The third year of Zimbabwe's history as an independent nation has been a violent one, and the Fifth Brigade of Mr. Mugabe's army has been accused of killing hundreds of residents of western Matabeleland in its effort to root out guerrillas from that region. Matabeleland is home base to Mugabe's chief political rival, Joshua Nkomo.
Mugabe's government also has come under international criticism for ignoring court verdicts. The latest case in what may be a developing pattern of ignoring legal decisions was the government's redetention last week of six white Air Force officers who had been acquitted of involvement in sabotage against an air base.
US diplomats are believed to have been assured by Mugabe that justice would be done, implying that the Air Force officers would be released and allowed to leave Zimbabwe. And soon after that, two of the officers were released from jail and deported. But the prime minister is believed to think that Western pressure is relatively weak - since the West did not take a firm stand on an earlier case in which the government ignored a court decision. The earlier case involved the government's redetention of some former Nkomo supporters after they had been found not guilty on charges of treason.
Prime Minister Mugabe is scheduled to meet with President Reagan today. Zimbabweans do not expect President Reagan or administration officials to take Mugabe to task, however, because the US has been keen to have Zimbabwe demonstrate that independent black states can succeed economically. Strident criticism of Zimbabwe, they say, might endanger cooperation toward that goal.
The US is the main source of economic aid to Zimbabwe, having pledged some $ 225 million toward development programs for 1982 to 1984.
The greatest danger in criticism of Zimbabwe's rights record, some analysts say, is that such statements will weaken moderates in the government and benefit the hard-liners. The latter already appear to be strengthening their hold on the ruling party, the Zimbabwe African National Union-Patriotic Front, especially at the middle and lower echelons of public service.
Home Affairs Minister Herbert Ushewokunze has denounced the court's decision on the case of the white Air Force officers. Such pronouncement has come to be expected from him when the courts acquit defendants.
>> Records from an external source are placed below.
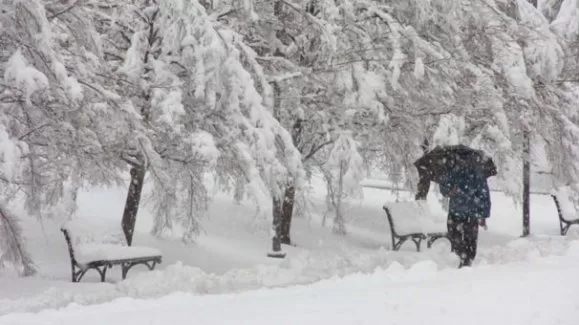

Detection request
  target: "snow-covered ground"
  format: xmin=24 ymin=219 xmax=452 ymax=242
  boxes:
xmin=0 ymin=242 xmax=579 ymax=325
xmin=0 ymin=173 xmax=579 ymax=324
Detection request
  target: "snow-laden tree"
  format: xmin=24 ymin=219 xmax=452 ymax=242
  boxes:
xmin=323 ymin=131 xmax=365 ymax=235
xmin=0 ymin=1 xmax=135 ymax=270
xmin=88 ymin=0 xmax=301 ymax=243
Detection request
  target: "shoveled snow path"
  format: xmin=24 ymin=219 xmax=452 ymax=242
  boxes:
xmin=0 ymin=244 xmax=579 ymax=325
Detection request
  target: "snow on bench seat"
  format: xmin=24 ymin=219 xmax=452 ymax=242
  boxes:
xmin=61 ymin=218 xmax=162 ymax=282
xmin=384 ymin=200 xmax=447 ymax=251
xmin=551 ymin=185 xmax=579 ymax=236
xmin=74 ymin=244 xmax=161 ymax=264
xmin=384 ymin=200 xmax=447 ymax=235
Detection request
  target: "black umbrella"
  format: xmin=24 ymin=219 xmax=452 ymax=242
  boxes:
xmin=414 ymin=144 xmax=497 ymax=182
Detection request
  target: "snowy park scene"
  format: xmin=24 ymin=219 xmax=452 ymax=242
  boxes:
xmin=0 ymin=0 xmax=579 ymax=325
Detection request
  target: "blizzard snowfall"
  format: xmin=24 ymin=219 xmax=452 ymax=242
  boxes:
xmin=0 ymin=178 xmax=579 ymax=325
xmin=0 ymin=242 xmax=579 ymax=325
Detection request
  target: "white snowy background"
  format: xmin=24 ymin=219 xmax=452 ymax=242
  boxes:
xmin=0 ymin=0 xmax=579 ymax=325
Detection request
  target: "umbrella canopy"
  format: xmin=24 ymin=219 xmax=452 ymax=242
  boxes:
xmin=414 ymin=145 xmax=497 ymax=183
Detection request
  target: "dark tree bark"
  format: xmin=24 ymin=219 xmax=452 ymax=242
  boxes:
xmin=270 ymin=197 xmax=282 ymax=257
xmin=523 ymin=130 xmax=531 ymax=236
xmin=121 ymin=166 xmax=146 ymax=246
xmin=414 ymin=177 xmax=430 ymax=200
xmin=414 ymin=138 xmax=430 ymax=200
xmin=280 ymin=185 xmax=296 ymax=245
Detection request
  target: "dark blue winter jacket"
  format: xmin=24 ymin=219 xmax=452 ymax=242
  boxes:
xmin=439 ymin=168 xmax=491 ymax=218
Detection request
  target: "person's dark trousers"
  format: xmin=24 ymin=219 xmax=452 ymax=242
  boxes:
xmin=447 ymin=214 xmax=479 ymax=268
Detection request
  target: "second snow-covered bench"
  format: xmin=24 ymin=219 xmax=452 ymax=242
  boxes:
xmin=384 ymin=200 xmax=448 ymax=251
xmin=61 ymin=219 xmax=162 ymax=282
xmin=551 ymin=186 xmax=579 ymax=236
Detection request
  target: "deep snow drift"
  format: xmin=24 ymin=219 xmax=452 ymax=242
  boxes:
xmin=0 ymin=242 xmax=579 ymax=325
xmin=0 ymin=173 xmax=577 ymax=315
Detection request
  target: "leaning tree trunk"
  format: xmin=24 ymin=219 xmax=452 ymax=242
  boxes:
xmin=267 ymin=197 xmax=285 ymax=258
xmin=280 ymin=185 xmax=296 ymax=245
xmin=122 ymin=166 xmax=146 ymax=246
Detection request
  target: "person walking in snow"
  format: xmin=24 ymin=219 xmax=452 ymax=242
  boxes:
xmin=439 ymin=164 xmax=491 ymax=268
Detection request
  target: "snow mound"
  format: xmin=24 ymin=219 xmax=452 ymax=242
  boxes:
xmin=0 ymin=237 xmax=579 ymax=315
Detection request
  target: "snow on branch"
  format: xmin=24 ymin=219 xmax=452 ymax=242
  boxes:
xmin=0 ymin=203 xmax=36 ymax=276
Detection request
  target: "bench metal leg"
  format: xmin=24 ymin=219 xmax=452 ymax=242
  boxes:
xmin=426 ymin=235 xmax=448 ymax=248
xmin=412 ymin=237 xmax=422 ymax=252
xmin=121 ymin=261 xmax=157 ymax=280
xmin=392 ymin=237 xmax=408 ymax=251
xmin=72 ymin=265 xmax=108 ymax=282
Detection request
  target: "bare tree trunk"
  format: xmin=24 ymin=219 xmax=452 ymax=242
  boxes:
xmin=334 ymin=161 xmax=346 ymax=235
xmin=414 ymin=137 xmax=430 ymax=200
xmin=121 ymin=166 xmax=146 ymax=246
xmin=267 ymin=197 xmax=285 ymax=258
xmin=523 ymin=130 xmax=531 ymax=236
xmin=280 ymin=185 xmax=296 ymax=245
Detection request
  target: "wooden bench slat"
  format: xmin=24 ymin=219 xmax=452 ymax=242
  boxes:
xmin=383 ymin=200 xmax=448 ymax=251
xmin=61 ymin=224 xmax=162 ymax=282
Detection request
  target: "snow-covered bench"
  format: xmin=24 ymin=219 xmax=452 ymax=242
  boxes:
xmin=551 ymin=186 xmax=579 ymax=236
xmin=384 ymin=200 xmax=448 ymax=251
xmin=60 ymin=219 xmax=161 ymax=282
He complains that under the former white government of Ian Smith, the courts generally upheld the police and prosecution, whereas today judges generally support the cases of defense lawyers. He argues that what matters is the actual evidence given to the court and not the way in which it was obtained - rejecting the black judge's argument that confessions obtained under torture are ''inadmissible'' as evidence.
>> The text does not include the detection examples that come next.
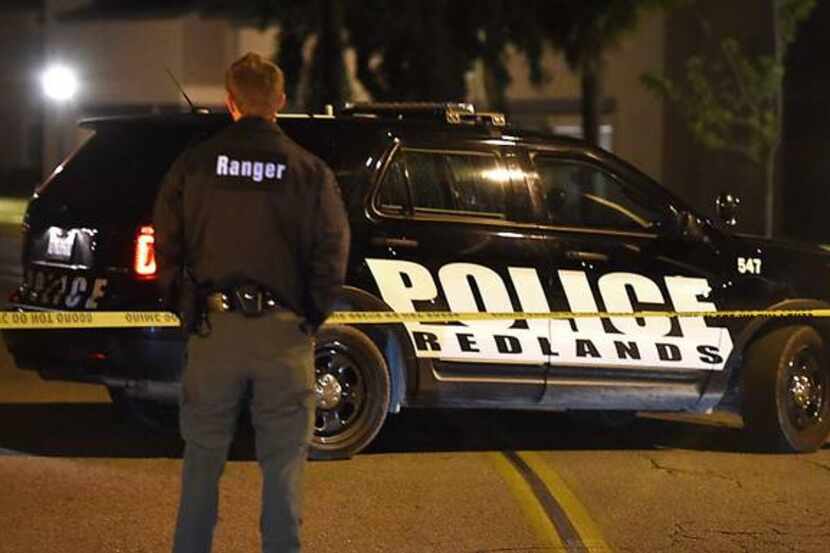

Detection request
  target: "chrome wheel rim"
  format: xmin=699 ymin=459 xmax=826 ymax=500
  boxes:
xmin=785 ymin=347 xmax=828 ymax=430
xmin=314 ymin=343 xmax=366 ymax=442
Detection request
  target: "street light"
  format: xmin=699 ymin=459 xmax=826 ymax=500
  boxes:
xmin=40 ymin=65 xmax=78 ymax=102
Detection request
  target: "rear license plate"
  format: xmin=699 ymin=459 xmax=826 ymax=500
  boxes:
xmin=46 ymin=229 xmax=75 ymax=261
xmin=21 ymin=269 xmax=108 ymax=309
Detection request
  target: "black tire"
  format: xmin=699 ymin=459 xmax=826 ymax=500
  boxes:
xmin=309 ymin=326 xmax=391 ymax=459
xmin=107 ymin=386 xmax=179 ymax=434
xmin=743 ymin=325 xmax=830 ymax=453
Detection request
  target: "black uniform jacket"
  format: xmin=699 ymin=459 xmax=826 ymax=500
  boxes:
xmin=153 ymin=113 xmax=349 ymax=326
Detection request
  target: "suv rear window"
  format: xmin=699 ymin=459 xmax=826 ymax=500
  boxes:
xmin=378 ymin=148 xmax=517 ymax=219
xmin=40 ymin=126 xmax=196 ymax=220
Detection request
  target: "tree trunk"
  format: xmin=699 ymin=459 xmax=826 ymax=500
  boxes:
xmin=311 ymin=0 xmax=346 ymax=110
xmin=581 ymin=59 xmax=602 ymax=146
xmin=761 ymin=144 xmax=778 ymax=238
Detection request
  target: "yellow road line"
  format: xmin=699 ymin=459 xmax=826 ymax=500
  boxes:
xmin=519 ymin=452 xmax=611 ymax=553
xmin=488 ymin=452 xmax=566 ymax=551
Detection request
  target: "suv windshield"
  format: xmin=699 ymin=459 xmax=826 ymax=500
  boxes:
xmin=39 ymin=125 xmax=202 ymax=220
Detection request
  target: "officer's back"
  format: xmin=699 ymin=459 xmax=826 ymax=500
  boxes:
xmin=154 ymin=54 xmax=349 ymax=553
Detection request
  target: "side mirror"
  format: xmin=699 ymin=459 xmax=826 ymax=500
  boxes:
xmin=668 ymin=211 xmax=709 ymax=242
xmin=545 ymin=186 xmax=568 ymax=215
xmin=715 ymin=192 xmax=741 ymax=227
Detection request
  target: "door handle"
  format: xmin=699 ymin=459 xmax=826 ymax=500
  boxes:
xmin=565 ymin=250 xmax=608 ymax=261
xmin=372 ymin=237 xmax=418 ymax=248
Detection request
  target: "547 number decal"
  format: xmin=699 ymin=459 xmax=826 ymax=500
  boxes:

The prime minister's decision to visit the US came as something of a surprise to some observers. They say it suggests Mugabe believes either that the West does not harbor strong feelings about the redetentions or that he himself could not afford to be seen to be bowing to foreign pressure. The prime minister is also scheduled to visit Canada and Ireland.
Mugabe is expected to focus his remarks on his tour on economic issues and South Africa - and more specifically on discussions toward a settlement of the dispute over Namibian independence. But Zimbabwe Finance Minister Bernard Chidzero is accompanying Mugabe, and he is believed to be eager to discuss investment opportunities with US business leaders.
The Zimbabwe government believes that it is not getting a square deal from the Western news media, and the delegation will be trying hard to correct what it sees as the biased and inaccurate image that has been created by the newspapers and TV networks.
It seems that the US will also be engaged in an educational exercise - one designed to convey to Mugabe and his advisers concern not just over human rights but also over Zimbabwe's voting record in the Security Council.
If the two-way educational process is a success, then a road may be paved for closer relations, but there is also the danger that the Zimbabwe delegation will react negatively to what it construes as unjustified interference in and criticism of its domestic policies.